1. Ports
  2. Port 973

Port 973 sits in the well-known port range (0-1023), the tier reserved for system services and managed by the Internet Assigned Numbers Authority (IANA). But if you check the official registry, you'll find both 973/TCP and 973/UDP listed as Unassigned.1

That means no protocol has been formally registered to use this port. No RFC defines its purpose. No standards body blessed it. And yet, this port has a history.

The Unofficial Use: NetInfo on Mac OS X

For years, port 973 carried traffic for NetInfo, an RPC-based service used in Mac OS X and Mac OS X Server.2 NetInfo was Apple's distributed database system for storing administrative data—user accounts, group memberships, email configurations, NFS mounts, printer definitions, and other network resources.

NetInfo operated in the TCP/UDP port range 600-1023, the well-known RPC territory. Port 973 was one of the ports used by this system to synchronize and query administrative data across Mac networks.

But NetInfo is gone now. Apple removed it entirely from Mac OS X 10.5 (Leopard), replacing it with Open Directory.3 When NetInfo disappeared, port 973 returned to silence.

What "Unassigned" Means

Ports in the well-known range (0-1023) are supposed to be assigned by IANA through a formal process. When a port is marked "Unassigned," it means:

  • No official service is registered — No protocol has claimed this port through IANA
  • Available for assignment — Someone could apply to register a service here
  • May have unofficial uses — Vendors sometimes use unassigned ports for proprietary services (like Apple did with NetInfo)

The unofficial use creates a risk: if IANA later assigns port 973 to a different service, conflicts could arise. But in practice, once a port sits unused in the registry for long enough, it tends to stay that way.

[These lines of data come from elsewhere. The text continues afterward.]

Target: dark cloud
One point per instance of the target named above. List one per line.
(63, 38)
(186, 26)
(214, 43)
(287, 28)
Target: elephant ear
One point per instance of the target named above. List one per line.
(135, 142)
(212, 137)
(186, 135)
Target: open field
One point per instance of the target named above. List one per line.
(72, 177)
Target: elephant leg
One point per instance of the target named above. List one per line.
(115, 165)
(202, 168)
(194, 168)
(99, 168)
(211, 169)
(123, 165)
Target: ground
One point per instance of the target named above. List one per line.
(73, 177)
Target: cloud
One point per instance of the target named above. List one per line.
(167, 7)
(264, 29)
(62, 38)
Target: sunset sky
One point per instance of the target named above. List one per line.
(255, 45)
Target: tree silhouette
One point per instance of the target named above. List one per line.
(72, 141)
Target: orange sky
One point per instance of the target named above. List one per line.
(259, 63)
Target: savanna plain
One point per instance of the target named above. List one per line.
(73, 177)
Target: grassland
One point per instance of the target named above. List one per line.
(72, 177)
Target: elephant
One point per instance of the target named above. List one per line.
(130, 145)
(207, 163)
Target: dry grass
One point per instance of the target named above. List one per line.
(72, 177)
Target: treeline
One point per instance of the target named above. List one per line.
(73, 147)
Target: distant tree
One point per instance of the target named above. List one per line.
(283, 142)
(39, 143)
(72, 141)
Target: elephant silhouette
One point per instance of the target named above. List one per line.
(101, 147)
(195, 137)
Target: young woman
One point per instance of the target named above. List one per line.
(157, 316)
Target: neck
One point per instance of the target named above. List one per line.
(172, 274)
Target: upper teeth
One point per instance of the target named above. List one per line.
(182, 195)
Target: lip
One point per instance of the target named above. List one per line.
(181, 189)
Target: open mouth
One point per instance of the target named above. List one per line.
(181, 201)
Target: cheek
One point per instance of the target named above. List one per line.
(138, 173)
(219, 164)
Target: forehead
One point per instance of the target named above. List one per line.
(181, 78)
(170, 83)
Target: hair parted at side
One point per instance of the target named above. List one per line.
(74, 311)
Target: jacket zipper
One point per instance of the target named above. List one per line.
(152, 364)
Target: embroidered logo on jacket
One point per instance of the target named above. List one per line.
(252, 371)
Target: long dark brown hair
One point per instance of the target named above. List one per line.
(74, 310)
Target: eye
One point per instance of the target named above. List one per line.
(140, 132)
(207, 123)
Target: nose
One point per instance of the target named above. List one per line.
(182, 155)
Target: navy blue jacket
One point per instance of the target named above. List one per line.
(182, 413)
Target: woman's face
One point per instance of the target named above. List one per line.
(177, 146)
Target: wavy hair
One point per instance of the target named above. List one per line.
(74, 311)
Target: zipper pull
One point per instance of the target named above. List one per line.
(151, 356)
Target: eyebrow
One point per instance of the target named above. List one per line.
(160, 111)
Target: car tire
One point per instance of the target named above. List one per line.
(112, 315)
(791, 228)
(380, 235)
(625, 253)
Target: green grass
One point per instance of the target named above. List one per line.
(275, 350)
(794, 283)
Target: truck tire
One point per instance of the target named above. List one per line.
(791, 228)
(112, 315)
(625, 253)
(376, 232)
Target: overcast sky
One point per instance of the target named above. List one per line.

Why Unassigned Ports Matter

Unassigned ports aren't just empty space. They're potential. They represent:

  • Flexibility — Room for new protocols to claim a standard port
  • Vendor experimentation — Space where companies can run proprietary services before (or instead of) seeking formal assignment
  • Historical ghosts — Ports like 973 that once carried traffic for systems that no longer exist

Every unassigned port is a door that could open. Or could stay closed forever.

Checking What's Listening on Port 973

If you want to see whether anything is using port 973 on your system, you can check with standard network tools.

On Linux or Mac:

sudo lsof -i :973

On Windows:

netstat -ano | findstr :973

With nmap (from another machine):

nmap -p 973 target-ip-address

If nothing is listening, the port is silent. If something is, you've found a service using this unassigned space—officially empty, but perhaps not unused.

The Ghost Port

Port 973 is a ghost port. It once carried the administrative heartbeat of Mac OS X Server networks—user accounts, network resources, the data that made systems run. Then Apple moved on, and the port went quiet.

It sits in the registry now, marked "Unassigned," officially available but practically forgotten. A reminder that even ports in the well-known range can have lives that begin and end outside the formal standards process.

The Internet is full of these ghosts. Ports that mattered once, then didn't. Doors that opened, then closed. Port 973 is one of them.